Il était temps d'entrer dans la demeure des Overlock, ma première impression fut le nombre de tableaux impressionnant que possédait la famille, sans parler du nombre de poupées en tous genre qui traînait dans la maison, un peu plus et on se croyait dans un film d'horreur. La maison était très grande, de l'extérieur, elle semblait pourtant assez petite, elle n'était composée principalement que de bois, le plancher grincer a chacun de nos pas a l'intérieur de la maison. Madame Overlock était assis sur son fauteuil en soie rouge, devant elle se tenait une petite table ou se trouvait de multiples gâteaux en tous genres, des ronds, des carrés, d'autre en forme de lune, les compter me serait presque impossible.
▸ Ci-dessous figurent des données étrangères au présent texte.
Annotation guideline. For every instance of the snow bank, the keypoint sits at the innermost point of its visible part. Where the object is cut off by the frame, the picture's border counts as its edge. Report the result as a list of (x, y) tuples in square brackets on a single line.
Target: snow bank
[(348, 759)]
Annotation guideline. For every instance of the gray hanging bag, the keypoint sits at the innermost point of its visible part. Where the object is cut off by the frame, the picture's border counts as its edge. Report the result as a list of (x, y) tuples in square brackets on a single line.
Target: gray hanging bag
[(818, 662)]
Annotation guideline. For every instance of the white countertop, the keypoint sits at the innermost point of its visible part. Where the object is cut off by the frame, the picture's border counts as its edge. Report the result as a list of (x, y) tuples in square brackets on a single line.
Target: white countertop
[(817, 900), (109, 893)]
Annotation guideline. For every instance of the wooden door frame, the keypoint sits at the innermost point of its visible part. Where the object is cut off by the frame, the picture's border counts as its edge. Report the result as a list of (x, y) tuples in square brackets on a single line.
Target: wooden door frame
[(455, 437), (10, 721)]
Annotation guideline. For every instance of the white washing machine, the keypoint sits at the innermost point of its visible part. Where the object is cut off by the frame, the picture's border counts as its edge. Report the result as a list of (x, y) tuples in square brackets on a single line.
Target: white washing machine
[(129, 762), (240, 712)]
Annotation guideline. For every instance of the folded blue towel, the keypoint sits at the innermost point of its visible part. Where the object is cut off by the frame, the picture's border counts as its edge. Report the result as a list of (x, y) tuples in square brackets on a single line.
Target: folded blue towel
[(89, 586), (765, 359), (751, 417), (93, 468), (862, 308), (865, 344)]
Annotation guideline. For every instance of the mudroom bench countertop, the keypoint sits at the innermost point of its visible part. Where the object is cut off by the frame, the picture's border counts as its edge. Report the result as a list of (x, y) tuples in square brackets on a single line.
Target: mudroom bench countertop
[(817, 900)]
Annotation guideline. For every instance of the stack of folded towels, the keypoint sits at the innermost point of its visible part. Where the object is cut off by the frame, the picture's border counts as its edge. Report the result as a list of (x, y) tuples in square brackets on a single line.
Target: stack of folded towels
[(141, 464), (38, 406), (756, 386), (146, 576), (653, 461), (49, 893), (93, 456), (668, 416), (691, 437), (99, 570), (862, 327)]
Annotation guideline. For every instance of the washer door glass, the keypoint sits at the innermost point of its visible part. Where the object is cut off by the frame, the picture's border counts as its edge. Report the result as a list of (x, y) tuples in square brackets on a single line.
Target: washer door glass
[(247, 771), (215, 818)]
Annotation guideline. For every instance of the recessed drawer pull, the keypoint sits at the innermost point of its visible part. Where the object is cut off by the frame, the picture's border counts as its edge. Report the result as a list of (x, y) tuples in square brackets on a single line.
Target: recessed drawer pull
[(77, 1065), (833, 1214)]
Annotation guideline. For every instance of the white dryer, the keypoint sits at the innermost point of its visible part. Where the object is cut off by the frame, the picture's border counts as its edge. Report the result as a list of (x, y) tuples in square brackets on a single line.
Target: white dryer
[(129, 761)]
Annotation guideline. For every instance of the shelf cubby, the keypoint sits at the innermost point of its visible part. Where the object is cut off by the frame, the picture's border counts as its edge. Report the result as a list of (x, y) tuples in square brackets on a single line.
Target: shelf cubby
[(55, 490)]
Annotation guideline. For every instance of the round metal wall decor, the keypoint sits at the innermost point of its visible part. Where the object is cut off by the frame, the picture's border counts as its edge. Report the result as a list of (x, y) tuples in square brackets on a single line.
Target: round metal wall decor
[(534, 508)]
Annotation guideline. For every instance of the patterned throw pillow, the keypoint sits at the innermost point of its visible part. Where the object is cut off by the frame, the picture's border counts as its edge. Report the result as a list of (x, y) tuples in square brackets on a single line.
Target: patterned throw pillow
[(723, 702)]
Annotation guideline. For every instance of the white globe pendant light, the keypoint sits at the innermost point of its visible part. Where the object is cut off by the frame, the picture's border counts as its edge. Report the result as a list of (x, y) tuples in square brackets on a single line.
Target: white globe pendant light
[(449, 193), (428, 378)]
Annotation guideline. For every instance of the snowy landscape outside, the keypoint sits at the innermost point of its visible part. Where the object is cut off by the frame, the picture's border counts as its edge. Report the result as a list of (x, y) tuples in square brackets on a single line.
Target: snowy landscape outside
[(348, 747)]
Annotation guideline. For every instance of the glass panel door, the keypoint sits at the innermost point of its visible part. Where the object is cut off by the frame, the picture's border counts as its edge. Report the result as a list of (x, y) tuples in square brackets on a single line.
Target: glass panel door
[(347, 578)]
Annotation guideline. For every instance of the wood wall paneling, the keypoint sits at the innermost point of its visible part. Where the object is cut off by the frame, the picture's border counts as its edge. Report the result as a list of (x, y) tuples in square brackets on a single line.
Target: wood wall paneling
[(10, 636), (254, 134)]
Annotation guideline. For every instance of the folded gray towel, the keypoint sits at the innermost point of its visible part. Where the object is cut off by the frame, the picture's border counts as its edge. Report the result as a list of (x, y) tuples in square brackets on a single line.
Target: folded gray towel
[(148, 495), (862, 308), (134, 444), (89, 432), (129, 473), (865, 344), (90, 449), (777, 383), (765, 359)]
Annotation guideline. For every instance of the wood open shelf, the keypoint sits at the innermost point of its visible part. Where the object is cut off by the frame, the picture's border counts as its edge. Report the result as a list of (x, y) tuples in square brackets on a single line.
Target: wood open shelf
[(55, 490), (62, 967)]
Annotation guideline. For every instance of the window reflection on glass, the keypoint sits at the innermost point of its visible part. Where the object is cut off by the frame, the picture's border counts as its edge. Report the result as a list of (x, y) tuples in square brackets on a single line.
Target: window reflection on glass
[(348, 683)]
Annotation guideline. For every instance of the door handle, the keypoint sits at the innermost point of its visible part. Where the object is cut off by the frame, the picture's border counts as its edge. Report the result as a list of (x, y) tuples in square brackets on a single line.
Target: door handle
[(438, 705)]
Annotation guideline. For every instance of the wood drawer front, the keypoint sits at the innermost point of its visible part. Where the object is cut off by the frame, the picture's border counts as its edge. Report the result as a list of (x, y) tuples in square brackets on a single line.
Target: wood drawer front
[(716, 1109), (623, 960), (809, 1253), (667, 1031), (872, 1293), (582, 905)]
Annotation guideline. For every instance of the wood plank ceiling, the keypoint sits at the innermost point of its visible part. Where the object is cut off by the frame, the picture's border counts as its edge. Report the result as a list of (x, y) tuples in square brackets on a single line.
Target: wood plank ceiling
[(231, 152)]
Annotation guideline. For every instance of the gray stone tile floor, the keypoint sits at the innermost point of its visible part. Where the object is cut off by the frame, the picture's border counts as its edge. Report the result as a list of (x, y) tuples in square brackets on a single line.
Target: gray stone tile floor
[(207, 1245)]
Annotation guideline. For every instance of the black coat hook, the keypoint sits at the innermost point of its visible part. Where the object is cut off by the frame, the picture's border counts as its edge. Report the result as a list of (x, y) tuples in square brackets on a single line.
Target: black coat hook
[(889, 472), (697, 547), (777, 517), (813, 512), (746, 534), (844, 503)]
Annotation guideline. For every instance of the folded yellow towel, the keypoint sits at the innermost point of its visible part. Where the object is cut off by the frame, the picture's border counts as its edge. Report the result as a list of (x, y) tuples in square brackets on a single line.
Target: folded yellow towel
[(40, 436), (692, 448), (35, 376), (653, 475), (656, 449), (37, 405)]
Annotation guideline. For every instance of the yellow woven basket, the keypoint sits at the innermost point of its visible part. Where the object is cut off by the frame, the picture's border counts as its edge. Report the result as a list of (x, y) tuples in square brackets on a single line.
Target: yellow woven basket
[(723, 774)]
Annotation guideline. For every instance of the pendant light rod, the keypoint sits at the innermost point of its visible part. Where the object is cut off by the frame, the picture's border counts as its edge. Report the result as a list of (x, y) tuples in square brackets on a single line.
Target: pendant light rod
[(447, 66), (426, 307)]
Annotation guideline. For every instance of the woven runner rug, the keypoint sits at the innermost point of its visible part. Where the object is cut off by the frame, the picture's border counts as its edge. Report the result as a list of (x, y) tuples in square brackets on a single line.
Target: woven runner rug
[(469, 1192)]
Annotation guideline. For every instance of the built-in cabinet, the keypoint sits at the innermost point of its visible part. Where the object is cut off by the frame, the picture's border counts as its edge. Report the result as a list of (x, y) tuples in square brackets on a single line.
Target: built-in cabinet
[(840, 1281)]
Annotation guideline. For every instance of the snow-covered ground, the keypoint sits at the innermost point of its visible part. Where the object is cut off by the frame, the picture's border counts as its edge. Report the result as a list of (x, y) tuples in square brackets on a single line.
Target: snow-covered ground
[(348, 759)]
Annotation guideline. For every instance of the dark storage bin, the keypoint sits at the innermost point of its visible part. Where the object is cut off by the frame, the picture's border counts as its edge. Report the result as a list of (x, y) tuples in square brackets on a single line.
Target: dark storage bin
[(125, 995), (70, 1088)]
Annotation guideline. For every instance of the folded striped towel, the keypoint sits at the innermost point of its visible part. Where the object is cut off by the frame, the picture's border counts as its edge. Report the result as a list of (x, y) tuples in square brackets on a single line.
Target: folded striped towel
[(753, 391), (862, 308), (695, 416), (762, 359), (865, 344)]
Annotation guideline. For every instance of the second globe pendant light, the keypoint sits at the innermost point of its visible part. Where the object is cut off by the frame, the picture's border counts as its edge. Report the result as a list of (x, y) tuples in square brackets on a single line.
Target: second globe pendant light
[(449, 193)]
Elle nous invita à prendre place sur le divan. On pouvait entendre le son d'une grande horloge qui se situait dans le couloir, la maison avait toute d'une maison hantée... Madame Overlock avait toujours le sourire, sa bonne humeur ne représentait dans tous les cas pas l'état d'âme de sa maison.


"Alors, vous venez de la prestigieuse Pokémon Community ? Vous êtes tellement mignon ensemble ! Oh, oh, oh ! Une troisième élève devrait arriver dans la semaine suivante, vous allez donc vous retrouver tous les trois ! Ne fais pas attention au nombre de poupées qui décore l'ensemble de la maison ! Je les collectionne, c'est l'une de mes passions favorites après la cuisine, je vais d'ailleurs vous laisser, j'ai encore quelque mets a préparer, vos chambres se trouvent à l'étage, vous pourrez déposer vos valises et ranger vos affaires ainsi. Le dîner est à 17H !"

Nous n'avions même pas le temps de la remercier qu'elle s'était déjà engouffrée dans une pièce, sans doute la cuisine. Nous étions à nouveaux seuls dans l'immense pièce qu'était le salon, nous allions donc être trois a vivre dans cette demeure aux côtés de la famille Overlock. Je goûtai un des fameux gâteaux, il n'était pas mauvais.

"Bon, j'imagine qu'il nous reste plus qu'a monter a l'étage...."


Je me retourne puis sursaute de peur en voyant la vieille dame sur le fauteuil roulant, elle n'était pas la avant non ? Je ne rêve pas ? Est-ce un fantôme ? Heureusement Madame Overlock avait l'air d'être trop préoccupé dans sa cuisine pour m'avoir entendu...


"Tu.. vois aussi la vieille dame n'est-ce pas ? Euh... excusez-moi Madame ? Vous allez bien ?"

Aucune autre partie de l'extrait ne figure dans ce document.